Guardrails work on both unified endpoints and passthrough endpoints (Anthropic, Gemini, OpenAI, etc.).
When you switch between stages, the editor automatically swaps {{ inputs }} ↔ {{ outputs }} in your instructions so they remain correct.
Instructions
Write natural-language instructions for the LLM judge. Instructions describe what the guardrail should look for and how it should respond.
The judge must reply yes to pass the content through, or no to trigger the configured action (block or sanitize). The hint text below the label in the UI shows a stage-specific example.
Instructions must contain at least one content variable so the judge receives the actual content to evaluate. Use {{ inputs }} to reference the request and {{ outputs }} to reference the LLM response — pre-LLM guardrails typically use {{ inputs }}, while post-LLM guardrails can use {{ outputs }}, {{ inputs }}, or both.
Example instructions for a custom toxicity guardrail on the Post-LLM stage:
You are a toxicity detector. Review the LLM response below for any harmful,
offensive, or hateful language. Reply with a JSON object:
{
"rationale": "Brief explanation of your decision.",
"result": "yes if the content is safe, no if it is harmful"
}
<response>{{ outputs }}</response>
Guardrail Model
Select the AI Gateway endpoint that will run the LLM judge. This can be any endpoint already configured in your gateway — you can use a cheaper, faster model for the judge than for your primary workload.
The current endpoint is automatically excluded from the list to prevent circular dependencies.
Action
Choose what happens when the guardrail triggers (i.e., when the judge returns "no"):
- Block: the request is rejected immediately with an HTTP 400 response. The response body includes the guardrail name and the judge's rationale so callers can understand why the request was blocked.
- Sanitize: flagged content is redacted or masked, then the (sanitized) request or response is allowed to continue through the pipeline.
Click Create Guardrail to save. The guardrail is immediately active for all traffic through the endpoint.
How Blocking Works
When a guardrail's action is set to Block and the judge determines content is not safe, the gateway returns an HTTP 400 error:
HTTP/1.1 400 Bad Request
{
"detail": {
"error_code": "INVALID_PARAMETER_VALUE",
"message": "Guardrail 'pii-detection' blocked: The request contains an email address (user@example.com) which is personally identifiable information."
}
}
The detail.message field contains the guardrail name and the judge's rationale, giving clients actionable information about why the request failed.
Editing a Guardrail
Click any row in the guardrails table to open the detail panel for that guardrail. You can update the stage, instructions, guardrail model, and action. Changes are saved by clicking Save — this registers a new scorer version under the hood and atomically replaces the guardrail on the endpoint so that no requests are dropped during the update.
The Save button is disabled until you make a change, and it remains disabled if instructions contain a validation error (for example, if you switch to the Post-LLM stage but the instructions reference neither {{ inputs }} nor {{ outputs }}).
Deleting a Guardrail
To delete a single guardrail, open its detail panel and click Delete. A confirmation dialog will appear before the guardrail is removed.

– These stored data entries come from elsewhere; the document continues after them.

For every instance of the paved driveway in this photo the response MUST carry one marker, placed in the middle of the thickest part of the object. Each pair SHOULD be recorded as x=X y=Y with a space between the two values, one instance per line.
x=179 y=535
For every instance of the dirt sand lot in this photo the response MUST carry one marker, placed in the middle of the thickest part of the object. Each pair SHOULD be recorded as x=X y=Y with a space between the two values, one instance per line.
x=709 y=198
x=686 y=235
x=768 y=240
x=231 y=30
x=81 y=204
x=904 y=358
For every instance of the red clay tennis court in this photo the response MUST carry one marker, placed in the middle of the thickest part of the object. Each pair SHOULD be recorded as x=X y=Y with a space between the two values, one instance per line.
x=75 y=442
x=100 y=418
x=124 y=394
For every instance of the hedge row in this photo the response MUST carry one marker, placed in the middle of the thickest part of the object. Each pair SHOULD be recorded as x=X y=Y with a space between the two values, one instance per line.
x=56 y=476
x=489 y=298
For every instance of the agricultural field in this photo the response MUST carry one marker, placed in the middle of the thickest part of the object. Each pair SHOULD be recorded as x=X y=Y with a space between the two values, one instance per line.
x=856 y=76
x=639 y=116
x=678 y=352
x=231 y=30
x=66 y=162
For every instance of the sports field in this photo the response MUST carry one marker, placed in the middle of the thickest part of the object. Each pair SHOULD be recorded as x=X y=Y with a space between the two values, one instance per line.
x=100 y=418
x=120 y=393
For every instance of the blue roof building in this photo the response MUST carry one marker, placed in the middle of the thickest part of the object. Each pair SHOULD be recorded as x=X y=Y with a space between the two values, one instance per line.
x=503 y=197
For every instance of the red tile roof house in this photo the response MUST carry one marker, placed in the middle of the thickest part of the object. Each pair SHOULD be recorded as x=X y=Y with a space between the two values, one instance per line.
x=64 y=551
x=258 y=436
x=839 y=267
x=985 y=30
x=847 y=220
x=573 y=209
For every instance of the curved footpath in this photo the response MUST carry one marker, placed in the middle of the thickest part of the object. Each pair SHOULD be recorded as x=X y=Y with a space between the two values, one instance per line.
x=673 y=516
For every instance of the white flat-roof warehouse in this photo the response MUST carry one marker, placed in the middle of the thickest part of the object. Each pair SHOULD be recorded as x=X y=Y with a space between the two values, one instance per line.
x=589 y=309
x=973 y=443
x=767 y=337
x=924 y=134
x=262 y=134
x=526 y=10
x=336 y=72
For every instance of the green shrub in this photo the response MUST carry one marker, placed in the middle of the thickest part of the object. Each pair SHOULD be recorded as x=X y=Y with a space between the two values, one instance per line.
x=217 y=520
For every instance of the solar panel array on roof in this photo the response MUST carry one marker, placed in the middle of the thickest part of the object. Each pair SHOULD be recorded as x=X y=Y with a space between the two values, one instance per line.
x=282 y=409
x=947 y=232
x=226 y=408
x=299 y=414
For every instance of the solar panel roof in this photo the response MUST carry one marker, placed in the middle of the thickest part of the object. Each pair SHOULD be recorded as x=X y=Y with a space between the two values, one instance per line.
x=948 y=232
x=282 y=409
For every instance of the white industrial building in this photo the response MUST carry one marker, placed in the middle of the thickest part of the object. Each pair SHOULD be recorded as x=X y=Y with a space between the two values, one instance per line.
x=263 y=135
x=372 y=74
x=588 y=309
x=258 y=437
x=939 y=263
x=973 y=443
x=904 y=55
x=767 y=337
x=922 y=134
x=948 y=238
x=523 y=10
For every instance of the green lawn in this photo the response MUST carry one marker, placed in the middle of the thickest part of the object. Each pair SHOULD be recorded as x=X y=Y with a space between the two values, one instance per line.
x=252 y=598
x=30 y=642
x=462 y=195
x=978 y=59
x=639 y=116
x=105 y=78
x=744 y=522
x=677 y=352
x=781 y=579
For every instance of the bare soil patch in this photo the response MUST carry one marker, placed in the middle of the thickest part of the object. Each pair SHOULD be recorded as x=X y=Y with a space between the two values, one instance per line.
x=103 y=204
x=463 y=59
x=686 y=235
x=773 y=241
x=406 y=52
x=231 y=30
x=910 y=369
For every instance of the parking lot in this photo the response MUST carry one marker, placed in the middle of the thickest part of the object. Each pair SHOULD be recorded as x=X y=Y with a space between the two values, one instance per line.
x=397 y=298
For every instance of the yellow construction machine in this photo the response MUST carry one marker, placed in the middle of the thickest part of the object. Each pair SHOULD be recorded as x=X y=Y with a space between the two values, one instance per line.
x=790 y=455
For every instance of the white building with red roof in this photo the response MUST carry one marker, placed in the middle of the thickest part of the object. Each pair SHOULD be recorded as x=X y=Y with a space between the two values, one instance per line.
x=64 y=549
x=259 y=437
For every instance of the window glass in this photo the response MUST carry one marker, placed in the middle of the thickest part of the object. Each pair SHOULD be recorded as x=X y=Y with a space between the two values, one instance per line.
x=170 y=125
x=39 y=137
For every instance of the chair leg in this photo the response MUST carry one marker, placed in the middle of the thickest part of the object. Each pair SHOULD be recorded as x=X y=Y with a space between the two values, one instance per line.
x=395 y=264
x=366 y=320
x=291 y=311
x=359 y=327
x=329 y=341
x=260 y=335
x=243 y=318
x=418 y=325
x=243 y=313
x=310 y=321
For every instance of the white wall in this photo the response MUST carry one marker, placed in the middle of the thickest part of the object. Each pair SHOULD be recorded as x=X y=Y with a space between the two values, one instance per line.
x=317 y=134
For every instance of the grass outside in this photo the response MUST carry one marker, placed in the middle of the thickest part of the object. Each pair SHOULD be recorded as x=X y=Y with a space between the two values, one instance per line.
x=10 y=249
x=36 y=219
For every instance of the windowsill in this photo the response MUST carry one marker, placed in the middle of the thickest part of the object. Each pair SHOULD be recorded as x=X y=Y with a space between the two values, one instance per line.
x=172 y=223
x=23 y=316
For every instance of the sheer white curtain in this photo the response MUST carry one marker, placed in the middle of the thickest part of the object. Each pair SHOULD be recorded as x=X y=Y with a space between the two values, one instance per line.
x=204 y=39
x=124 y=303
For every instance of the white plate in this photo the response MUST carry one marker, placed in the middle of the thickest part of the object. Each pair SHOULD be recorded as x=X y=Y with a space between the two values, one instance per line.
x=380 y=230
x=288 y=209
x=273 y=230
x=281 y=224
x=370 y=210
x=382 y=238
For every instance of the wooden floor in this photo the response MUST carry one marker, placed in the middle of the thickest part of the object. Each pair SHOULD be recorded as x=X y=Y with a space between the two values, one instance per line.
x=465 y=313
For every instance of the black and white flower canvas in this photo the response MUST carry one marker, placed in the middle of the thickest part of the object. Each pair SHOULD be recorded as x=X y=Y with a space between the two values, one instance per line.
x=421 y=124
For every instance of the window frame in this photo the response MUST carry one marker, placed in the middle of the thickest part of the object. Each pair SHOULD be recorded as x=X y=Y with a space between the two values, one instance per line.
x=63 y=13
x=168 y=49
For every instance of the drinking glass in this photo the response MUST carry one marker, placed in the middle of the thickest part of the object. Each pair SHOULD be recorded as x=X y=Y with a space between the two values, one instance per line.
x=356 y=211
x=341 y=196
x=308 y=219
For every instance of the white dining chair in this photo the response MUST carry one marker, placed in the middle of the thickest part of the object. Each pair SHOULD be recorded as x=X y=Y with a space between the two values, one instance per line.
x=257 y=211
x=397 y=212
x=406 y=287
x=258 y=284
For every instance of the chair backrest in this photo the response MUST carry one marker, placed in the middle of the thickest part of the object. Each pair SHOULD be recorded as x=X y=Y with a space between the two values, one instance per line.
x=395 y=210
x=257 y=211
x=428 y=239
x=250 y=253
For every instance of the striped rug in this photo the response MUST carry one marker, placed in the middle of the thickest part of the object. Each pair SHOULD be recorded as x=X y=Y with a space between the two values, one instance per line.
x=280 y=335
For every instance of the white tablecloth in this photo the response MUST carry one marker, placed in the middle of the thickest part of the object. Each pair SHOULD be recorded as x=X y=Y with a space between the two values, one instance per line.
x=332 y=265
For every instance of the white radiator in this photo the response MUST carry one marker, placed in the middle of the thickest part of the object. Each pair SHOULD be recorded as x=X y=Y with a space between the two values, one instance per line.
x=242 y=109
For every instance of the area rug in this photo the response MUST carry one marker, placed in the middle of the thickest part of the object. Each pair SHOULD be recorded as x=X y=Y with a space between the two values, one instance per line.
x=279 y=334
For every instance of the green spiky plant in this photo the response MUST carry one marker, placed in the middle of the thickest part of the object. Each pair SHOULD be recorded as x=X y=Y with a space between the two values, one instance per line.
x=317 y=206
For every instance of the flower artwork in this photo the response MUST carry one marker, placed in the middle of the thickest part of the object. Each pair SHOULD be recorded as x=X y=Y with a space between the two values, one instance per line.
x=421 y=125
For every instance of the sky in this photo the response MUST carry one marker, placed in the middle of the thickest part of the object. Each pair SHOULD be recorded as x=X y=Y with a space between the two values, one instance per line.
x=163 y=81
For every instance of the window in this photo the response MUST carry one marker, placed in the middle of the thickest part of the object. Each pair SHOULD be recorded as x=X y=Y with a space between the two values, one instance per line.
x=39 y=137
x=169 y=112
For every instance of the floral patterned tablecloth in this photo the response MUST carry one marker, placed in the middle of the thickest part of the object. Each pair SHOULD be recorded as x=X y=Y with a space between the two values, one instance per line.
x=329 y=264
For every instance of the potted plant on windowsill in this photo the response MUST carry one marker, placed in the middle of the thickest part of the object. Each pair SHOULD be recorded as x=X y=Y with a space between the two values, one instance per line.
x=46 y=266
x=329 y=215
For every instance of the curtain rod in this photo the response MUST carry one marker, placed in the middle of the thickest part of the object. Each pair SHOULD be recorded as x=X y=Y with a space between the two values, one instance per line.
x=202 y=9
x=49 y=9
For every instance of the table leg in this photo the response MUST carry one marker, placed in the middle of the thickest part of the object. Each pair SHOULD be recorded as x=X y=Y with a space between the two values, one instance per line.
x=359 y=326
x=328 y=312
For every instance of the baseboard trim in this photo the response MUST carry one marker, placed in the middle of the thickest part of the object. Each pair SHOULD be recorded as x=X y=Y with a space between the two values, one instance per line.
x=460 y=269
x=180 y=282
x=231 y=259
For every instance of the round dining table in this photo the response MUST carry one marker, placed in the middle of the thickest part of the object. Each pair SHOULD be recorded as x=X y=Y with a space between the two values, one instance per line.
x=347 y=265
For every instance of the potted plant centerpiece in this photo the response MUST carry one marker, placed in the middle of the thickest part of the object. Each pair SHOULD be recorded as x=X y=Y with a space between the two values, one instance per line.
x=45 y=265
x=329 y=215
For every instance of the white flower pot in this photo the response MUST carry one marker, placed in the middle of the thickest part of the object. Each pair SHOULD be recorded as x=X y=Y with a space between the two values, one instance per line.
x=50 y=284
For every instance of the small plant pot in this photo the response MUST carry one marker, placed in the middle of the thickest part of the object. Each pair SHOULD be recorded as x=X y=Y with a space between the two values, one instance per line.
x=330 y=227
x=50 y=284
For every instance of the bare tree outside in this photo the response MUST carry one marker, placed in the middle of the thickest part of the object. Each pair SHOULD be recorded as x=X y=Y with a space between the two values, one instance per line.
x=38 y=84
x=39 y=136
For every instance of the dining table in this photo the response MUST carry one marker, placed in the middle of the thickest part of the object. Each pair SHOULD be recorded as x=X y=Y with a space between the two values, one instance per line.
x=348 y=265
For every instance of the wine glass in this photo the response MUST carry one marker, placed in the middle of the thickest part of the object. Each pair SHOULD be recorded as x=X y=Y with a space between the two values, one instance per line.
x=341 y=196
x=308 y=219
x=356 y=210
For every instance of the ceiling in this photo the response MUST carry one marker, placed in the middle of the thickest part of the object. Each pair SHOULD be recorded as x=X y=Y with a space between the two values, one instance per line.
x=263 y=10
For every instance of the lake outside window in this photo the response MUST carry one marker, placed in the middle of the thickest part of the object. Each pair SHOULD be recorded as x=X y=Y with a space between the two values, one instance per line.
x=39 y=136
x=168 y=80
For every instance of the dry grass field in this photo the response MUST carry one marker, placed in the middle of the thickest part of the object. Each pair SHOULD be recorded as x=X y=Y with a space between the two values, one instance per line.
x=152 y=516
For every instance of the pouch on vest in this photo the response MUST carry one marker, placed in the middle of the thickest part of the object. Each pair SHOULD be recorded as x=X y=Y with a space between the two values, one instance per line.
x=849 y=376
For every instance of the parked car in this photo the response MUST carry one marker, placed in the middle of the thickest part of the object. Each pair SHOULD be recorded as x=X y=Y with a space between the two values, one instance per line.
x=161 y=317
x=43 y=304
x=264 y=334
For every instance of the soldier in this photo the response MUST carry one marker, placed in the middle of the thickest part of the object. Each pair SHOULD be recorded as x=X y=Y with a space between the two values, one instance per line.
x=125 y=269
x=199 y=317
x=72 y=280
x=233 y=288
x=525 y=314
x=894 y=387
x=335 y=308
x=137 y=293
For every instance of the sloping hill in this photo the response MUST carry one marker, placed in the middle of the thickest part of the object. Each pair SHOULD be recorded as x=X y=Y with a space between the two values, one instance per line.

To delete multiple guardrails at once, select their checkboxes in the table and click the Delete button in the toolbar.
Ordering and Execution
Multiple guardrails on the same endpoint run in the order shown in the table. Pre-LLM guardrails all execute before the request reaches the LLM; post-LLM guardrails execute before the response is returned to the caller. If any guardrail blocks the request, subsequent guardrails in the same stage are skipped.